PyTensor builds this Jacobian with two reshapes and a tranpose of an eye.

simplify_print(J_transpose)

Reshape{2} [id A]
 ├─ Transpose{axes=[0, 2, 1]} [id B]
 │  └─ Reshape{3} [id C]
 │     ├─ Eye{dtype='float64'} [id D]
 │     │  ├─ Mul [id E]
 │     │  │  ├─ 2 [id F]
 │     │  │  └─ Shape_i{1} [id G]
 │     │  │     └─ A [id H]
 │     │  ├─ Mul [id E]
 │     │  │  └─ ···
 │     │  └─ 0 [id I]
 │     └─ MakeVector{dtype='int64'} [id J]
 │        ├─ Mul [id E]
 │        │  └─ ···
 │        ├─ Shape_i{1} [id G]
 │        │  └─ ···
 │        └─ 2 [id F]
 └─ [6 6] [id K]

To recreate the outcome of Lop, we ravel the V matrix, multiply it with the Jacobian defined on the raveled function, and reshape the result to the original input shape.

V = pt.matrix("V", shape=(3, 2))
naive_vjp_transpose = (V.ravel() @ J_transpose).reshape(V.shape[::-1])

vjp_eval_dict = {"V": np.arange(6).reshape((3, 2)), "A": np.zeros((2, 3))}
naive_vjp_transpose.eval(vjp_eval_dict)

array([[0., 2., 4.],
       [1., 3., 5.]])

Because J is a permutation matrix, the multiplication with it simply rearranges the entries of V.

What’s more, after the reshape, we end up with a simple transposition of the original V matrix!

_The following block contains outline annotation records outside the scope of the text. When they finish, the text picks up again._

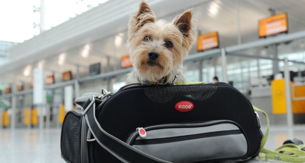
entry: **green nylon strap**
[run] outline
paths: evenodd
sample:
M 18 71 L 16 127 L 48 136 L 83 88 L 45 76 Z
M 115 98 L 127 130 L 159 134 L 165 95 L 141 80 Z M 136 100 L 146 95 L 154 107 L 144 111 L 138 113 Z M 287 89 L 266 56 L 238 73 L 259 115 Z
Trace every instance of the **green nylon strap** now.
M 192 84 L 204 84 L 204 82 L 187 82 L 184 84 L 185 85 L 190 85 Z M 181 80 L 178 80 L 176 83 L 176 85 L 183 85 L 183 82 Z
M 294 144 L 286 144 L 274 151 L 268 150 L 264 147 L 269 133 L 269 118 L 266 112 L 255 106 L 252 106 L 254 110 L 263 113 L 267 120 L 267 130 L 266 134 L 262 139 L 260 148 L 260 151 L 264 154 L 260 154 L 259 157 L 265 157 L 266 159 L 272 159 L 290 162 L 305 162 L 305 151 L 301 150 L 305 147 L 304 144 L 297 145 Z M 282 153 L 280 153 L 280 152 Z

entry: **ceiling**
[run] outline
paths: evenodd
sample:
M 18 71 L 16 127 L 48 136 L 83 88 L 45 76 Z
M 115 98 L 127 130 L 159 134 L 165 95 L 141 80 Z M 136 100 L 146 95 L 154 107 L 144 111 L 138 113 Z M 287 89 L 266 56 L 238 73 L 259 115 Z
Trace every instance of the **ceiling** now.
M 157 10 L 158 8 L 174 8 L 177 1 L 162 1 L 157 3 L 159 5 L 152 6 L 153 10 Z M 276 14 L 287 12 L 288 15 L 289 32 L 293 33 L 305 30 L 305 1 L 287 0 L 211 0 L 189 1 L 187 7 L 177 7 L 179 9 L 171 10 L 170 13 L 164 10 L 158 11 L 157 17 L 171 21 L 175 16 L 181 14 L 190 7 L 193 6 L 194 17 L 198 21 L 197 29 L 199 33 L 204 33 L 214 31 L 217 31 L 219 35 L 220 46 L 226 47 L 238 44 L 238 35 L 239 31 L 238 25 L 240 24 L 240 31 L 241 43 L 249 42 L 259 40 L 258 36 L 258 23 L 259 20 L 269 16 L 270 8 L 275 10 Z M 132 1 L 133 6 L 138 5 L 139 2 Z M 179 3 L 183 3 L 182 1 Z M 184 2 L 184 1 L 183 1 Z M 152 1 L 149 1 L 149 5 L 152 3 Z M 170 2 L 172 2 L 171 3 Z M 190 5 L 190 4 L 192 4 Z M 164 5 L 161 7 L 160 5 Z M 97 7 L 99 7 L 98 6 Z M 238 12 L 239 10 L 239 12 Z M 156 14 L 157 13 L 156 13 Z M 84 13 L 86 14 L 86 13 Z M 239 17 L 239 23 L 238 21 Z M 69 23 L 68 22 L 65 23 Z M 104 35 L 102 38 L 90 40 L 85 37 L 83 40 L 77 40 L 79 42 L 87 42 L 90 47 L 88 56 L 85 57 L 82 53 L 86 44 L 80 45 L 75 44 L 73 47 L 66 49 L 62 48 L 60 52 L 53 53 L 43 60 L 39 59 L 25 62 L 25 65 L 15 68 L 9 73 L 3 74 L 0 77 L 0 82 L 9 83 L 18 81 L 28 82 L 31 78 L 25 76 L 24 71 L 27 65 L 30 65 L 31 68 L 37 66 L 39 62 L 44 62 L 44 67 L 46 75 L 58 73 L 61 75 L 63 72 L 72 70 L 76 71 L 76 65 L 79 66 L 79 70 L 82 75 L 88 74 L 90 64 L 101 62 L 102 72 L 113 71 L 120 68 L 119 65 L 113 66 L 114 63 L 119 64 L 120 57 L 128 53 L 128 50 L 125 44 L 127 39 L 127 25 L 118 24 L 121 26 L 120 29 L 125 29 L 117 32 L 116 34 L 107 35 Z M 285 34 L 280 34 L 281 35 Z M 116 38 L 119 36 L 121 40 L 119 43 L 116 42 Z M 286 43 L 279 46 L 279 53 L 286 53 L 291 52 L 304 51 L 305 42 L 303 39 Z M 197 52 L 196 40 L 193 44 L 193 47 L 190 53 L 192 54 Z M 255 48 L 244 51 L 247 54 L 255 55 L 257 52 L 264 51 L 264 47 Z M 270 50 L 267 50 L 269 53 Z M 264 53 L 266 53 L 266 52 Z M 64 64 L 58 63 L 59 56 L 65 56 Z M 109 64 L 107 64 L 107 61 Z M 238 61 L 238 60 L 230 61 L 230 62 Z

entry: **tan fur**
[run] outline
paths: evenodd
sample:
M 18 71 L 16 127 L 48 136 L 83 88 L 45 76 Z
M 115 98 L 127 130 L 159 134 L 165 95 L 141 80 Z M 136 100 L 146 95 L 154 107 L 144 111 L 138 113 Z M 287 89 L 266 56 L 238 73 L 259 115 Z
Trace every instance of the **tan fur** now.
M 131 16 L 128 24 L 127 45 L 134 68 L 127 75 L 127 84 L 167 84 L 179 80 L 185 82 L 182 63 L 196 34 L 192 15 L 192 10 L 188 10 L 172 22 L 157 24 L 155 14 L 147 4 L 142 2 L 138 11 Z M 146 36 L 151 40 L 144 41 Z M 168 41 L 172 43 L 171 48 L 165 45 Z M 151 50 L 160 55 L 155 66 L 147 63 L 148 53 Z

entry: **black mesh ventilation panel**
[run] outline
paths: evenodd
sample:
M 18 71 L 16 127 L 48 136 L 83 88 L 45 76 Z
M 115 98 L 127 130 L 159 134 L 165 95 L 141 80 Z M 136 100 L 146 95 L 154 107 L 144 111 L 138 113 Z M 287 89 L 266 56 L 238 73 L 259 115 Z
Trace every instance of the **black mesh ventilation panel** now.
M 67 115 L 63 124 L 61 153 L 71 162 L 80 162 L 81 123 L 80 117 L 70 113 Z
M 213 85 L 184 85 L 144 88 L 145 95 L 149 100 L 160 104 L 165 104 L 181 98 L 199 102 L 208 100 L 218 91 L 218 86 Z

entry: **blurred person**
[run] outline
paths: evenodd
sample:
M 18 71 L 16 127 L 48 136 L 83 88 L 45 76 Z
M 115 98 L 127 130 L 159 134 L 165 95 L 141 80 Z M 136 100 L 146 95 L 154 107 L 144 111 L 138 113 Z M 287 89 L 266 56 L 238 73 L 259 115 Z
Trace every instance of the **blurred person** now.
M 215 76 L 215 77 L 213 78 L 213 82 L 214 83 L 216 83 L 218 82 L 218 78 L 217 78 L 217 76 Z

Unsurprisingly, Lop takes the direct shortcut:

Lop(transpose_A, A, V).dprint()

Transpose{axes=[1, 0]} [id A]
 └─ V [id B]

<ipykernel.iostream.OutStream at 0x7fe7bb110a60>

VJP and auto-diff#

It is time to reveal the meaning of the mysterious vector (or reshaped tensor) v. In the context ouf auto-diff, it is the vector that accumulates the partial derivatives of intermediate computations. If you chain the VJP for each operation in your graph you obtain reverse-mode autodiff.

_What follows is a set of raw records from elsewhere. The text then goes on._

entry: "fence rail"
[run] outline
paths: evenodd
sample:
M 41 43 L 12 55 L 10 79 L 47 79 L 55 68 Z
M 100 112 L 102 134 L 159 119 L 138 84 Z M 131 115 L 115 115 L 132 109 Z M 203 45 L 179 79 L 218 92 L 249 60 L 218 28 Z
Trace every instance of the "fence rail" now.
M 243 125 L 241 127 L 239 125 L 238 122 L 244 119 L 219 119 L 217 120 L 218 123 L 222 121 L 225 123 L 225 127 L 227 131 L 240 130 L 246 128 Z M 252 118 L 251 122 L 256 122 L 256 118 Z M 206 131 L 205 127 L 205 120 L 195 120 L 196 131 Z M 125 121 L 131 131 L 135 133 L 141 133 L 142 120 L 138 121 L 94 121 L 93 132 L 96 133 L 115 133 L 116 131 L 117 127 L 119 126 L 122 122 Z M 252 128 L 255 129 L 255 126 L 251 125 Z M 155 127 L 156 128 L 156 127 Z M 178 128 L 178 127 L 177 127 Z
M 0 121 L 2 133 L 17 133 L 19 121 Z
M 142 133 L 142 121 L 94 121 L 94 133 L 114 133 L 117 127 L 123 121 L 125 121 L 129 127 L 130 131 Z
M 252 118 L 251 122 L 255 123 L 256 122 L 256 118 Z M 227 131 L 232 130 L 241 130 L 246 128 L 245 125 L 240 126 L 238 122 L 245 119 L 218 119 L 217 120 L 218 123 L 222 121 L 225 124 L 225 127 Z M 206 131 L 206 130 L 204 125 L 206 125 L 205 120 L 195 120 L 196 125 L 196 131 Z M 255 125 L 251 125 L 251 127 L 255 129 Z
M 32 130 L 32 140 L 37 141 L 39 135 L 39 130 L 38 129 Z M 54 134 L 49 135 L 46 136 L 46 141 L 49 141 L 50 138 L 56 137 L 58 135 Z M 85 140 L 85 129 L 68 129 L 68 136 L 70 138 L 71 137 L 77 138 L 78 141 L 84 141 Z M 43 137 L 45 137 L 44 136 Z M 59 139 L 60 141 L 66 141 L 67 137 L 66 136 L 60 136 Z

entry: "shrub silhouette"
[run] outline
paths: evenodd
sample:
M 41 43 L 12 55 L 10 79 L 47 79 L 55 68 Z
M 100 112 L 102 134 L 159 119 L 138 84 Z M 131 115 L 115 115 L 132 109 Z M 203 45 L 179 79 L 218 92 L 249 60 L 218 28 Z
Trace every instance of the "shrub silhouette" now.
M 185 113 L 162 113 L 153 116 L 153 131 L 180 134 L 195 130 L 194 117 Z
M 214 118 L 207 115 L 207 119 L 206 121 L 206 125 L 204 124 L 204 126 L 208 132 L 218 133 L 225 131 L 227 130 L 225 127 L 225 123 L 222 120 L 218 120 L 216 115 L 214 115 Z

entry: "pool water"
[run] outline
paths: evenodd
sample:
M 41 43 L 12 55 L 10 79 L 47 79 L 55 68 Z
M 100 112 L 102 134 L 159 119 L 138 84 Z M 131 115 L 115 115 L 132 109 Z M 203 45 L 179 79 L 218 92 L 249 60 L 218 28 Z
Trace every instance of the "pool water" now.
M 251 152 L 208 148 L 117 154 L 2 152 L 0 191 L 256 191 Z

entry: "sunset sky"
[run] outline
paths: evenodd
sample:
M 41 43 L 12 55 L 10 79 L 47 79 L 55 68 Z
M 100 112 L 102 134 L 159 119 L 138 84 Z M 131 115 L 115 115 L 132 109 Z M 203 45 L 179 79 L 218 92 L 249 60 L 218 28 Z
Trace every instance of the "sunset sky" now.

Let’s look at a simple example with the operations we discussed already:

x = pt.vector("x")
log_x = pt.log(x)
cumsum_log_x = pt.cumsum(log_x)

grad_out_wrt_x = pt.grad(cumsum_log_x.sum(), x)
simplify_print(grad_out_wrt_x)

True_div [id A]
 ├─ Subtensor{::step} [id B]
 │  ├─ CumOp{None, add} [id C]
 │  │  └─ Alloc [id D]
 │  │     ├─ [1.] [id E]
 │  │     └─ Shape_i{0} [id F]
 │  │        └─ x [id G]
 │  └─ -1 [id H]
 └─ x [id G]

You may recognize the gradient components from the examples above. The gradient simplifies to cumsum(ones_like(x))[::-1] / x

We can build the same graph manually, by chaining two Lop calls and setting the initial grad_vec to ones with the right shape.

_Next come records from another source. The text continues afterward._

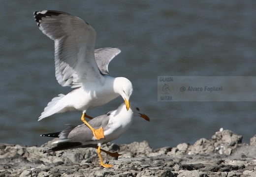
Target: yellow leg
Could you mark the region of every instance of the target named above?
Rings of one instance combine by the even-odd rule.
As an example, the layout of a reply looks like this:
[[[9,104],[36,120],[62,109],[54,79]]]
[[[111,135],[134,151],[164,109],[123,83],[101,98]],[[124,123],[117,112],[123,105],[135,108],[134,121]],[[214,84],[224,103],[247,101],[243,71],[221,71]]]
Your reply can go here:
[[[98,156],[99,157],[99,161],[100,161],[100,165],[105,168],[110,168],[113,167],[113,165],[110,164],[104,164],[103,163],[102,158],[101,158],[101,155],[100,155],[100,147],[98,147],[97,149]]]
[[[93,133],[94,134],[94,136],[96,138],[97,140],[99,140],[101,138],[105,139],[105,136],[104,136],[104,131],[102,127],[99,128],[98,129],[96,130],[94,128],[93,128],[90,124],[85,120],[85,116],[86,115],[85,113],[83,113],[82,115],[82,117],[81,118],[81,119],[84,123],[87,125],[89,128],[92,130],[93,131]]]
[[[98,147],[97,146],[96,147],[95,147],[95,148],[97,149],[98,148]],[[111,157],[118,157],[118,156],[122,155],[122,154],[119,154],[118,152],[111,152],[108,151],[107,150],[102,149],[102,148],[100,148],[100,151],[102,151],[102,152],[105,152],[107,154],[109,155]]]

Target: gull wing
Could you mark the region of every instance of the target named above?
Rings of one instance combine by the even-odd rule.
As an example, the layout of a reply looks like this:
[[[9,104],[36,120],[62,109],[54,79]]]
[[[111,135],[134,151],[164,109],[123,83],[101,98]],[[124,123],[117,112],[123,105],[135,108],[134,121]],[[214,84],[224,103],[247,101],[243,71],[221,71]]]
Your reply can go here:
[[[108,64],[121,51],[116,47],[105,47],[94,51],[95,59],[101,73],[109,75]]]
[[[82,19],[67,13],[34,13],[39,29],[55,43],[55,75],[62,86],[77,88],[87,82],[101,82],[95,60],[96,32]]]

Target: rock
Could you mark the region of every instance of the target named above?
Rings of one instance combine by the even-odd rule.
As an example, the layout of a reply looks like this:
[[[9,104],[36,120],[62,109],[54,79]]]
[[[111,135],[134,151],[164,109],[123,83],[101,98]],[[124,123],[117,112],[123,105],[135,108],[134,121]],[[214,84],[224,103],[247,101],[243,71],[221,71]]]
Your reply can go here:
[[[253,139],[253,138],[252,139]],[[54,141],[54,140],[53,140]],[[229,130],[202,138],[193,145],[152,149],[146,141],[102,146],[122,155],[117,160],[86,148],[43,153],[52,148],[0,144],[0,177],[253,177],[256,176],[256,146],[242,144],[242,136]]]

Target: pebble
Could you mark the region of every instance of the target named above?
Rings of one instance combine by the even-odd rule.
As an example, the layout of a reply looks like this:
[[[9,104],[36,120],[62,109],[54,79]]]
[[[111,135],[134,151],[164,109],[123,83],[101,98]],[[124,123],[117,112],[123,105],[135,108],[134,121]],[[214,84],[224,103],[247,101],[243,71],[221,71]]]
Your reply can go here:
[[[123,154],[118,160],[103,154],[99,165],[95,148],[79,148],[43,153],[53,140],[41,147],[0,144],[0,177],[253,177],[256,176],[256,136],[251,146],[242,137],[222,130],[210,139],[202,138],[193,145],[154,150],[146,141],[115,144],[102,148]]]

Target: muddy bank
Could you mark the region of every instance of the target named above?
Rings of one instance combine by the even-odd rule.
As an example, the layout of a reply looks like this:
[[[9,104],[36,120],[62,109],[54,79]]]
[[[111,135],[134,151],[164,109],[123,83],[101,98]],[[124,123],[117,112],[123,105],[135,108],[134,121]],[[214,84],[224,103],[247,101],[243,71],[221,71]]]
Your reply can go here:
[[[53,141],[40,147],[0,144],[1,177],[255,177],[256,137],[251,144],[230,130],[216,132],[194,145],[153,149],[146,142],[104,145],[118,151],[118,159],[101,152],[111,168],[99,165],[93,148],[43,153]]]

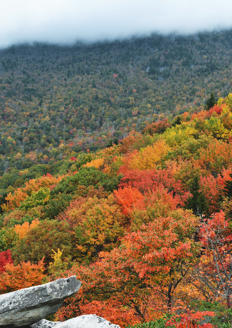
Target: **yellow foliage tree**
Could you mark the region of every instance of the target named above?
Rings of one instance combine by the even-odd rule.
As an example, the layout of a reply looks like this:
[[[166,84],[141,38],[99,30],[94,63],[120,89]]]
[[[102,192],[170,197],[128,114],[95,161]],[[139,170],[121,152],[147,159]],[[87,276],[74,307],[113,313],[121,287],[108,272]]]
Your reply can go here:
[[[165,141],[160,139],[152,146],[148,146],[141,149],[139,152],[135,151],[130,154],[126,159],[128,168],[140,170],[154,169],[160,163],[164,156],[170,149]]]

grad_vec = pt.ones_like(cumsum_log_x)
grad_out_wrt_x = Lop(log_x, x, Lop(cumsum_log_x, log_x, grad_vec))
simplify_print(grad_out_wrt_x)

True_div [id A]
 ├─ Subtensor{::step} [id B]
 │  ├─ CumOp{None, add} [id C]
 │  │  └─ Alloc [id D]
 │  │     ├─ [1.] [id E]
 │  │     └─ Shape_i{0} [id F]
 │  │        └─ x [id G]
 │  └─ -1 [id H]
 └─ x [id G]

Similarly, forward-mode autodiff makes use of the R-Operator (Rop) or Jacobian-vector product (JVP) to accumulate the partial derivations from inputs to outputs.

Conclusion#

We hope this sheds some light on how PyTensor (and most auto-diff frameworks) implement vector Jacobian products efficiently, in a way that avoids both having to build the full jacobian and having to multiply with it.